Terbang adalah salah  satu peralatan musik tradisional yang cukup dikenal oleh masyarakat Pemalang, khususnya masyarakat Beji dan Mlaki (Wanarejan). Alat ini terbuat dari kayu yang dibentuk sedemikian rupa (melingkar), kemudian bagian atasnya diberi kulit. Jadi, hampir serupa dengan bedug atau gendang. Bedanya, jika bedug badannya besar dan panjang, kemudian gendang badannya kecil dan sedikit panjang, tetapi terbang badannya sedang (lebih kecil dari bedug tetapi lebih besar dari gendang pada umumnya) dan pendek. Pada badan terbang ada tiga pasang logam (besi putih) yang oleh masyarakat setempat disebut kecrek atau genjring atau kencer, sehingga jika terbang tersebut dibunyikan, tidak hanya mengeluarkan suara yang berasal dari kulit, tetapi juga suara gembrinjing (gemerincing). Oleh karena itu, terbang tersebut dinamakan sebagai terbang kencer atau terbang genjring. Meskipun ada dua nama untuk terbang ini, namun masyarakat lebih sering menyebutnya sebagai terbang kencer.









BAB II
PEMBAHASAN

Versi Kenceran
Sedikitnya ada dua versi yang berkenaan dengan asal-usul terbang kencer. Versi pertama adalah yang mengatakan bahwa terbang kencer berasal dari suatu daerah yang ada di Jawa Timur. Versi ini sangat erat kaitannya dengan seorang yang bernama Gari (almarhum). Konon, ketika ia masih muda memperdalam agama Islam (mengaji) ke sebuah pesantren yang ada di daerah Jombang (Jawa Timur). Ternyata ia di sana bukannya memperdalam ajaran-ajaran agama Islam, tetapi mempelajari kesenian terbang, sehingga yang diperoleh bukannya ilmu agama tetapi ilmu suatu kesenian yang kemudian disebut sebagai terbang kencer. Ilmu kesenian yang dipelajari dan dikuasai itu kemudian diajarkan kepada para pemuda yang ada di desanya.
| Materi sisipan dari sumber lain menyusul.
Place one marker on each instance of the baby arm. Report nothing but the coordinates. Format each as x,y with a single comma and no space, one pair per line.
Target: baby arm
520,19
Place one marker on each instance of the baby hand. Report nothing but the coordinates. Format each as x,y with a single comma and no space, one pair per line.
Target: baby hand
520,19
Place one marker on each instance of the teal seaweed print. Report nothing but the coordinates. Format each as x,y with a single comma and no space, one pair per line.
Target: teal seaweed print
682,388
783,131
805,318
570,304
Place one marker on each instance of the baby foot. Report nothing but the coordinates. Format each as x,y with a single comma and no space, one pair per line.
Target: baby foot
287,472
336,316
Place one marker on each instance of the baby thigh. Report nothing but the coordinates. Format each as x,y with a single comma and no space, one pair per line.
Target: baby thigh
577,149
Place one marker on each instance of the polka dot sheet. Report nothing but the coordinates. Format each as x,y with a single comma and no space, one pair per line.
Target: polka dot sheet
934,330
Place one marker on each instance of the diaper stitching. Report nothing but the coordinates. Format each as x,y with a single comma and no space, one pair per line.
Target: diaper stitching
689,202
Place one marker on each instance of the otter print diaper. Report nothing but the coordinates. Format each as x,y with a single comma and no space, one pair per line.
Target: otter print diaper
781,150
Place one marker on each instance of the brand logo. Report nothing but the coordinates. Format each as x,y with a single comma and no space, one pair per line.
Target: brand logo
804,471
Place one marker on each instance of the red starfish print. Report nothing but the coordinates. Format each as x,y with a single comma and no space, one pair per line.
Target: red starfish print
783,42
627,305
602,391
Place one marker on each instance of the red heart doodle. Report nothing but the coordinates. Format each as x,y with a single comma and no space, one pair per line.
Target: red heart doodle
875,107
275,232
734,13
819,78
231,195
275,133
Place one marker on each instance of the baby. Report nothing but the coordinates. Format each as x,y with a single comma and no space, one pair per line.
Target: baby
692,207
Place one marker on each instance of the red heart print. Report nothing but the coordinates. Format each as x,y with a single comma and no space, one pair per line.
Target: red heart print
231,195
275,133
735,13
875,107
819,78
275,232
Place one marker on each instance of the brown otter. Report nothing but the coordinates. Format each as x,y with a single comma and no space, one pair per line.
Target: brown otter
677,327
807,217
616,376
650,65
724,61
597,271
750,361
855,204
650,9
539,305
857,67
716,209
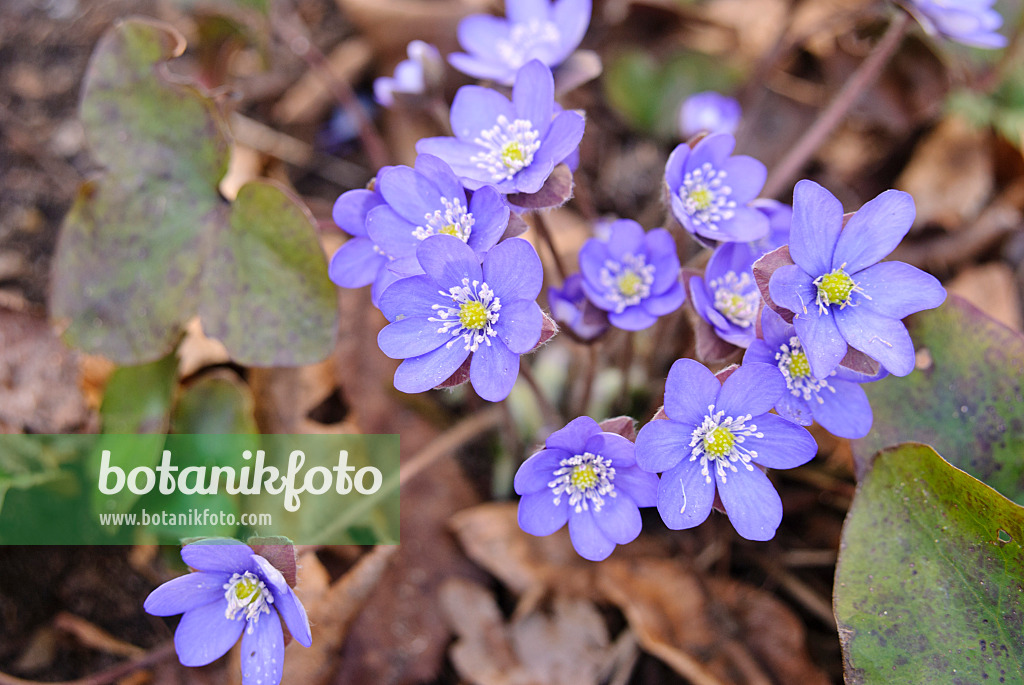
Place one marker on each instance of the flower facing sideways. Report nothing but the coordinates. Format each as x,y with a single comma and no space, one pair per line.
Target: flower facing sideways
457,309
512,145
589,478
716,439
840,294
233,593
Salah satu diantaranya adalah Yasin. Saat penelitian ini dilakukan, ia telah berumur 70 tahun. Menurut pengakuannya --ketika berumur 17 tahun-- ia juga pernah memperdalam agama Islam di pesantren Kaliwungu (dekat dengan kota Semarang). Di sana ia sempat belajar selama 3 tahun. Ia adalah seorang pemuda yang aktif dalam berbagai kegiatan, baik yang menyangkut politik, agama, maupun kebudayaan (kesenian). Dalam bidang politik ia bergabung dengan partai Nahdatul Ulama (NU) dan terdaftar sebagai Pemuda Ansor dan Barisan Serbaguna (Banser). Dalam kesenian ia pernah membentuk suatu organisasi kesenian yang disebut samproh, yaitu suatu kesenian yang ketika itu hanya membutuhkan peralatan: gambus (semacam gitar yang bagian perutnya mengelembung menyerupai kura-kura), piyul (biola), gendang, dan tamburin (kecrek). Dan, ketika penelitian ini dilakukan ia adalah orang yang dipercaya oleh teman-temannya untuk menjadi ketua terbang kencer yang ada di Kelurahan Beji. Ini artinya, terbang kencer yang ada di kelurahan tersebut berasal dari suatu daerah yang berada di Jawa Timur (Jombang).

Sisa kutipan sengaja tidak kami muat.